Community Education and Maya Polytechnical Committee

Engineer Otilia Valenzuela

Contact:  otival63@gmail.com


Engineer Otilia Valenzuela is from Mexico City who moved to Quintana Roo in 1985. She is an Agricultural Engineer, and provides coordination, supervision, & administration of educational, environmental, agricultural & agro-forestry programs in Mexico under the ED. Provides Technical Assistance and training. She specializes in regenerative and Sustainable Agricultural Production & Biodiversity conservation. She is currently an advisor, evaluator, and trainer, for the public sector in Mexico for a variety of projects. She lives in Puerto Morelos, Quintana Roo.

Scholarship Recruitment Committee

Dr. Fernando Enseñat Soberanis

Contact:  fernandoensenat@gmail.com


As the Head of this Committee, he will be in charge of providing funds by selecting merit-based scholarships and awarded to students or individuals based on their academic achievements, research on various academic disciplines, training workshops, social media, editing journals, community education programs and students for our Maya University. Dr. Enseñat is graduated from University of Quebec at Montreal (UQÀM), Canada with a Master in Tourism Management and Planning. He is a professor and researcher at the Undergraduate Program in Tourism at the Universidad Autonoma de Yucatan (UADY), Mexico. Dr. Enseñat’s research interests focus on the tourist use of cultural and natural heritage, the impacts that excess visitors generate on the sites, as well as the strategies and master plans to mitigate them. He has proposed and published a visitor flow management model to minimize the negative impacts of massive visits to archaeological sites through the application of strategies.

Dr. Herrera is our Editor-in-chief of our Journal of Maya Heritage. has been involved with the founding of the organization since 2004 with Manejo Cultural, AC. He has brought a strong foundation and vision to our organization. Which is based in the analysis and study of the Mexican law, as our goal to update Mexican standards in a modern developing country of Mexico for better standards of protecting archaeological heritage. Since 2016, he works as a professor at Universidad Autonoma de Campeche.

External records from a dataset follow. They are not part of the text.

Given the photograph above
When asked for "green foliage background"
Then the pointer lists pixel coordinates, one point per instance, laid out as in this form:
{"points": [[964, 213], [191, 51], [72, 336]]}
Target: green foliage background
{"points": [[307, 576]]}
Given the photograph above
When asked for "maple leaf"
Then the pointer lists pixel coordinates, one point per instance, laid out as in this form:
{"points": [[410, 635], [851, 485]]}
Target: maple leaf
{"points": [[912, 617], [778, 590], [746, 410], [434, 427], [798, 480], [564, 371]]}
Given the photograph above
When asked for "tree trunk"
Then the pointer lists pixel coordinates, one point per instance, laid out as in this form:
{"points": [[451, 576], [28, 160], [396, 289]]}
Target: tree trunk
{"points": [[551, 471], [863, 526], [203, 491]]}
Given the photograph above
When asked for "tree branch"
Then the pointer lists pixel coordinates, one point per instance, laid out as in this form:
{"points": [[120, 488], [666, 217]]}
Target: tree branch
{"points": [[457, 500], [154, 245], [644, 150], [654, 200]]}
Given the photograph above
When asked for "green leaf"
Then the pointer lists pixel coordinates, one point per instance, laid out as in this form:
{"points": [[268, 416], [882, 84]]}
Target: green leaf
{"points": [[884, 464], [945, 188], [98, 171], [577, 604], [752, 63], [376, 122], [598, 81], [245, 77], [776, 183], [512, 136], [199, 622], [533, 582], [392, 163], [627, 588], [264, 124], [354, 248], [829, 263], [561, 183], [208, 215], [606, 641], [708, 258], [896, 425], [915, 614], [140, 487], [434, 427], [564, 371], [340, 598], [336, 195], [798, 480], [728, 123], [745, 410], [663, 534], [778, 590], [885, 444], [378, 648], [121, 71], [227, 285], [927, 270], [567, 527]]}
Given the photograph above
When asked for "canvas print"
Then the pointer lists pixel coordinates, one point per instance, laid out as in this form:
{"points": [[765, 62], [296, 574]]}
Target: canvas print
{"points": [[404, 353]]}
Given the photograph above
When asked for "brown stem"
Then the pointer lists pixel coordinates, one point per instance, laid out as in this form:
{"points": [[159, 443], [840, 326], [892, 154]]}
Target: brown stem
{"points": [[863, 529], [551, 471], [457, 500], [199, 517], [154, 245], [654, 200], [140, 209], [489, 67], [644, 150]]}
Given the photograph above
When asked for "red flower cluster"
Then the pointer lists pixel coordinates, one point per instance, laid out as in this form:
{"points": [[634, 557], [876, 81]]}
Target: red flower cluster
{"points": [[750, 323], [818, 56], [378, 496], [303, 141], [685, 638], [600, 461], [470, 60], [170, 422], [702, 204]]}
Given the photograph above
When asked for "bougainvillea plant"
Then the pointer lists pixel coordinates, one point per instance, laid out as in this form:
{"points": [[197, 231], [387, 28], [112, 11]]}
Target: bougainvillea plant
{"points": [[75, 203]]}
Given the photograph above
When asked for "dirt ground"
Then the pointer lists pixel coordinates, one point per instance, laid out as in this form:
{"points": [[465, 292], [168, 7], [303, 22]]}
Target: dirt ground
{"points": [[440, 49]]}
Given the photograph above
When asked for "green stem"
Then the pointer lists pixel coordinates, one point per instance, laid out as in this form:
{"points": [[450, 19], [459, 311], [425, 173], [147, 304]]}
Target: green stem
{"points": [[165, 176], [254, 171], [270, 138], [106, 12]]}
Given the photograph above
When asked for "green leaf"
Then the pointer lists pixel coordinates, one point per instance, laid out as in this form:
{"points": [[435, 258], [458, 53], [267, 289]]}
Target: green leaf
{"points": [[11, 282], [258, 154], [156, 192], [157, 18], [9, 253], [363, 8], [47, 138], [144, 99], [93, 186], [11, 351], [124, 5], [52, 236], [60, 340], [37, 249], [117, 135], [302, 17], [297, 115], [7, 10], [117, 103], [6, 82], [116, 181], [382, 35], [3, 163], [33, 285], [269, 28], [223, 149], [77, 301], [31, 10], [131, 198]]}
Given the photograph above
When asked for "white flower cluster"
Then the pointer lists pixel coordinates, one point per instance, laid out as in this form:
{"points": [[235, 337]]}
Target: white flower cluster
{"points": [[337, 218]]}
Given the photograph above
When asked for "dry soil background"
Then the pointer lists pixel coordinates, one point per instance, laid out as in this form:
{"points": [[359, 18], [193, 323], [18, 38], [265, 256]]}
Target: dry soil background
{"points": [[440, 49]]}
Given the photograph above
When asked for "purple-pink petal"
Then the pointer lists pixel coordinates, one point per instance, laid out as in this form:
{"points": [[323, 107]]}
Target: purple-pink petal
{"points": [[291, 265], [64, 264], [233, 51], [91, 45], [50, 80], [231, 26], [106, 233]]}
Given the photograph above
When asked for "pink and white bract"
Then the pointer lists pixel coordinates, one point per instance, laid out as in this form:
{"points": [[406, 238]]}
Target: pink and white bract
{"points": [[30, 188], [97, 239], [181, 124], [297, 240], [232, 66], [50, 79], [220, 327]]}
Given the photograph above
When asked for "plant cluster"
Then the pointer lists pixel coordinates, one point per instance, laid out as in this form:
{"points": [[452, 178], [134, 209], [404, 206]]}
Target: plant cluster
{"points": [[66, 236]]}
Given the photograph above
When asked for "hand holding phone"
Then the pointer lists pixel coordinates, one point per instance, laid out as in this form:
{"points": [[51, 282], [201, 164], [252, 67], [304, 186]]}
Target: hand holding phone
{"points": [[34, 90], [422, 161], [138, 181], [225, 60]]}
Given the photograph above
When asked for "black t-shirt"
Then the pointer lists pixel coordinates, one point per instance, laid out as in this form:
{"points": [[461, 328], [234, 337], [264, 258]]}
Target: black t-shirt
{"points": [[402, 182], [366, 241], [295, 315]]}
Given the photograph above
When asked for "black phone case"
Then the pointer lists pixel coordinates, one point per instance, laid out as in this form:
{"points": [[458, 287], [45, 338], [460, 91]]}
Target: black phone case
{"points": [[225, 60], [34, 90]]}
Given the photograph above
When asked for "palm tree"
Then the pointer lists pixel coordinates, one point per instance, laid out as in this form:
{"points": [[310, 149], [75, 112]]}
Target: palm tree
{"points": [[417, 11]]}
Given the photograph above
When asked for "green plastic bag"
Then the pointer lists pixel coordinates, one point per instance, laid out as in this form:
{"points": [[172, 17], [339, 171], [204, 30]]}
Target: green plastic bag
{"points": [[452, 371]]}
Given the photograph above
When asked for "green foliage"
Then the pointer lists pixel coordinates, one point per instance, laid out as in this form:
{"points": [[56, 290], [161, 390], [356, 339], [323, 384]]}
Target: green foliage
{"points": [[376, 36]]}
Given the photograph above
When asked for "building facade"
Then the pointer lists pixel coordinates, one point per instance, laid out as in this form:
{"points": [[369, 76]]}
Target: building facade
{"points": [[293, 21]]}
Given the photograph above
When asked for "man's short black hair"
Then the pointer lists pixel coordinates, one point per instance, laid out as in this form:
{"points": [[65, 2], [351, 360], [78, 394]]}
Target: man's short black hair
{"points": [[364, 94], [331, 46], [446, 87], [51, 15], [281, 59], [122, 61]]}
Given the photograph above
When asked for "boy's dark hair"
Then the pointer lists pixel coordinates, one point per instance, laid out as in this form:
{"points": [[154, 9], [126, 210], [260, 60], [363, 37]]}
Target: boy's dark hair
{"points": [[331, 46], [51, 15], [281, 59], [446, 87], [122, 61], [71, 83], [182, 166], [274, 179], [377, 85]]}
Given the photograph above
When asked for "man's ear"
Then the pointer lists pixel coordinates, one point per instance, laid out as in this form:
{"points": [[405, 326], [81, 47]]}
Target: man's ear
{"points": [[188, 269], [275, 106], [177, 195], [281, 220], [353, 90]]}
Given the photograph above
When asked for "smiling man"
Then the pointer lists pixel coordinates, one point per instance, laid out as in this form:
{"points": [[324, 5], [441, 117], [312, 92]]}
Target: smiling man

Dr. Jose Israel Herrera. Dr. Herrera is a Doctor (Ph.D.) from the Faculty of Jurisprudence of the University of Amsterdam, the Netherlands, Doctor in Government and Public Administration, Master in Anthropological Sciences, and Bachelor of Laws (UADY). He belongs to the National System of Researchers Level-1 and PRODEP Profile of the SEP. He is currently a Research Professor at the Legal Research Center of the Autonomous University of Campeche and member of the Academic Body Rights human rights and constitutional problems UNACAM-CA-55. He is the author of the book "Anthropological Expertise: Its realities and Imaginaries as federal judicial evidence” (2011) and Prior Consultation: Legal elements for its construction and reflection (2021) in addition to 5 compiled books and more than 20 scientific articles. He has been Jr. Representative for Central America and The Caribbean of the World Archaeological Congress. Its lines of research are legal anthropology, indigenous rights, prior consultation, anthropological expertise, and Mexican policies for the indigenous.